Knowing the return time of a signal traveling between locations A and B in flat space, what is the change in this return time due to a localised perturbation of flat space between A and B?

Suppose you have the following situation:

We have a spacetime that is asymptotically flat. At some position A which is in the region that is approximately flat, an observer sends out a photon (for simplicity, as I presume that any calculations involved here become easier if we consider a massless object). At some point B which again is in a region where the spacetime can be considered approximately flat, that photon is reflected ("the spaceship turns around"), and returns to A. From previous experiments, the travel time $\Delta\tau_0$ between A and B in Minkowski spacetime is known (to the observer at A, so in proper time for that observer).

Now suppose this experiment is performed but not in Minkowski spacetime but instead a localised perturbation of the flatness of spacetime far enough away from A and B not to affect them meaningfully has appeared. Clearly, this is going to change the travel time $\Delta\tau$ of the photon as observed at A (again, in proper time for A). From the perturbed metric $g_{\mu\nu}$, how would I calculate $\Delta\tau/\Delta\tau_0$, so the relative increase/reduction in travel time?

 

[PeterDonis]

You might want to Google "Shapiro time delay".

 

[cicero]

You might want to Google "Shapiro time delay".

I am aware of the Shapiro time delay, though in my books I always had it down as the particular case of light traveling around some central mass like a star.

I guess what my question was more targeted at was how to calculate something like this in general (and not just for the Schwarzschild metric, as for the Shapiro time delay).

 

[Ibix]

Generally speaking, I think you would keep the source and mirror at specified coordinates in the asymptotically flat region.
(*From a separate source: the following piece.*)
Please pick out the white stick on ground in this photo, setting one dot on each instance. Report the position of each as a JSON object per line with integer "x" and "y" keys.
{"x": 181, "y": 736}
Then you find a null geodesic connecting the two for the outbound journey and one connecting them on the return journey (the latter is trivial in a static spacetime but not in a general spacetime). Then you compute the proper time along the emitter's worldline between the emission and return events.

It's easier if you mean a weak perturbation, when spacetime is nearly flat and you can write $g_{\mu\nu}=\eta_{\mu\nu}+h_{\mu\nu}$ and neglect higher order terms in $h$. But the principle is the same.